Obviously YMMV. I find that the older I get the less I know, and the more willing I am to incorporate other peoples good ideas. The other half of this is that I need to admit that mine were less than brilliant :)
Back to the design methods, I tend to work from "what they did" not "what appears it will work" and I like the results I get that way. To be fair, I started with an interest in armour, not a desire to fight, so my motivation is probably the opposite of many peoples'.

Wade
In large part because of this attitude many of these kids just beginning will far surpass us, simply because they have fewer bad habits to break.
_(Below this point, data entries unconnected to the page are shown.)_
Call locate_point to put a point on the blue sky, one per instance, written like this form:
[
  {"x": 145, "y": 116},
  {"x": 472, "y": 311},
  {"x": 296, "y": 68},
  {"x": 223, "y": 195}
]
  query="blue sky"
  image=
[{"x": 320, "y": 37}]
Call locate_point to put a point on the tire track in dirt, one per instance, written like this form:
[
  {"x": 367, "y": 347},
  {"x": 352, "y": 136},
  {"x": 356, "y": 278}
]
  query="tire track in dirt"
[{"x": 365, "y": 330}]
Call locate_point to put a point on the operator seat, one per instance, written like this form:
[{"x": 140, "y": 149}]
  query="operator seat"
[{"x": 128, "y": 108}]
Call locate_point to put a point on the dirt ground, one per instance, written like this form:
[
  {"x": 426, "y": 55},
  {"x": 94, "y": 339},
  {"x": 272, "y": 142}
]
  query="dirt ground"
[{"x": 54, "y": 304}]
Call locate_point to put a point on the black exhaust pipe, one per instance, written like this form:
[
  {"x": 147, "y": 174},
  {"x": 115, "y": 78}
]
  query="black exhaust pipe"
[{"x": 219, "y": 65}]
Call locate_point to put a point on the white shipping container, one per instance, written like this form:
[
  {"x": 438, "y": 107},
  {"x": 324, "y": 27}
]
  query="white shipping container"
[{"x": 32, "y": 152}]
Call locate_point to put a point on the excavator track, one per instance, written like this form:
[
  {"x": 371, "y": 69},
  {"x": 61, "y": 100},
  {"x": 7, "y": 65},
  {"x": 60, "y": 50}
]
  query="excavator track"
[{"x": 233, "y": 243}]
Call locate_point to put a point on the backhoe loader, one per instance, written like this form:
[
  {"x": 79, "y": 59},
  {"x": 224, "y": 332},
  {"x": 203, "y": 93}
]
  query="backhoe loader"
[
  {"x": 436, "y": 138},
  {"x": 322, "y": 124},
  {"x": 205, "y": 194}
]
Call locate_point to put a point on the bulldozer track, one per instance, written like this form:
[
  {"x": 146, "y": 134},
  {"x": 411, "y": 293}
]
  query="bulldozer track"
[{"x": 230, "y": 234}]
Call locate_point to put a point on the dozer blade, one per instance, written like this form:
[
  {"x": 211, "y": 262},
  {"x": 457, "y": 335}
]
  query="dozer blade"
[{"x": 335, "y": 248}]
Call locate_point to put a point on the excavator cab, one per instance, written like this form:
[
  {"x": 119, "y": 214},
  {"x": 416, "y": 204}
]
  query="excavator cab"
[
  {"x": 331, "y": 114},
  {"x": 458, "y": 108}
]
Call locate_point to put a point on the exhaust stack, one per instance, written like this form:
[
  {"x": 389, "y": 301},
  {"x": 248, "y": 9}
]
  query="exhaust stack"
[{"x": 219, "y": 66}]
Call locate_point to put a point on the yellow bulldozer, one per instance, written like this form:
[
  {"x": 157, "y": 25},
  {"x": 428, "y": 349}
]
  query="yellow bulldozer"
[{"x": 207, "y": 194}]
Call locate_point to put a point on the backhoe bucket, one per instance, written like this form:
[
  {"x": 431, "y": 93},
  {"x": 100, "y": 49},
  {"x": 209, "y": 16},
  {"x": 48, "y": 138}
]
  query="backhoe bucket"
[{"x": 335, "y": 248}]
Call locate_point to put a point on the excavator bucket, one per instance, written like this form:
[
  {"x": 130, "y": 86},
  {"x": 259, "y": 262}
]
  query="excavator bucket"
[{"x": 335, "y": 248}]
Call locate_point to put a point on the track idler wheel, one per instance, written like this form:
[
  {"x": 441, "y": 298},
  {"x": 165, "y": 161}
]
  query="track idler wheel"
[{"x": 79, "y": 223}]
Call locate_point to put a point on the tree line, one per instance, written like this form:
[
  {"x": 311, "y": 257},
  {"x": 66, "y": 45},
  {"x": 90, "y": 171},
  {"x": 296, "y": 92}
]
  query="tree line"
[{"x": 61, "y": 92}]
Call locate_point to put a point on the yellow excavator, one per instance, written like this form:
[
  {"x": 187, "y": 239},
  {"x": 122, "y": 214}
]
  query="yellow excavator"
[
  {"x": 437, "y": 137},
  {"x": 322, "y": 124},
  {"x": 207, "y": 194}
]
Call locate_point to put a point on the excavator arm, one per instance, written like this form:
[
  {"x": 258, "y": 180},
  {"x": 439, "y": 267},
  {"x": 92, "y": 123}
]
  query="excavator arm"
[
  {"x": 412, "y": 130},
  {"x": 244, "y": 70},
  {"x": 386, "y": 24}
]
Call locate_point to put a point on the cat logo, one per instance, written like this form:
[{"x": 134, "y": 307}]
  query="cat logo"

In addition to the need to be primarily self taught.

Re: Gauntlet Design Notes / Discussion

Posted: Sat Jul 28, 2012 7:55 pm
by Armourkris
Just randomly off topic, I realised several months back that I may have a problem when i was watching those videos of Wades at 2am with the sound down low trying not to get caught on my room mates computer. I suspect that most people would have been watching the range of motion of an entirely different subject under those circumstances.

Re: Gauntlet Design Notes / Discussion

Posted: Mon Jul 30, 2012 10:45 am
by Scott Martin
Mykaru wrote:Not to derail but:
<SNIP>
In large part because of this attitude many of these kids just beginning will far surpass us, simply because they have fewer bad habits to break. In addition to the need to be primarily self taught.
That means that they need to put hammer to metal more than me - they may be younger, but I can still learn (and steal from their bag of tricks too!) so they'll have to work for it!

Besides, us older folks can afford plane tickets to conspire with other older folks who love armour - consider this a shameless plug for the NTBA hammer-in!

Scott Martin

Re: Gauntlet Design Notes / Discussion

Posted: Thu Aug 02, 2012 10:14 am
by Scott Martin
Here is a pic comparing a couple of gauntlet designs (without thumbs since I need to make more hinges) Which do you find more esthetically pleasing / functional and why? (Wade should wait a bit before commenting to avoid sample bias)
Demi_Comparison.jpg
(47.43 KiB) Not downloaded yet
Both demi-gauntlets have identical articulation (well... they will have identical articulation - one of them is still being prototyped) For a bit more info, Both of these designs:
  • Have a greater range of (backward) movement than my hand does at the moment
  • (correctly) lock before the joint on the "touch your elbow" wrist breaking movement so that a joint lock cannot be applied (Thanks Fiore!)
  • Have roughly an inch of compression across the joint laterally due to slotted rivets
  • Are suited to convert into full gauntlets
One of these has been on the (SCA) field for over a decade, the other is a new prototype, so bonus points for correctly guessing the "tested" pattern.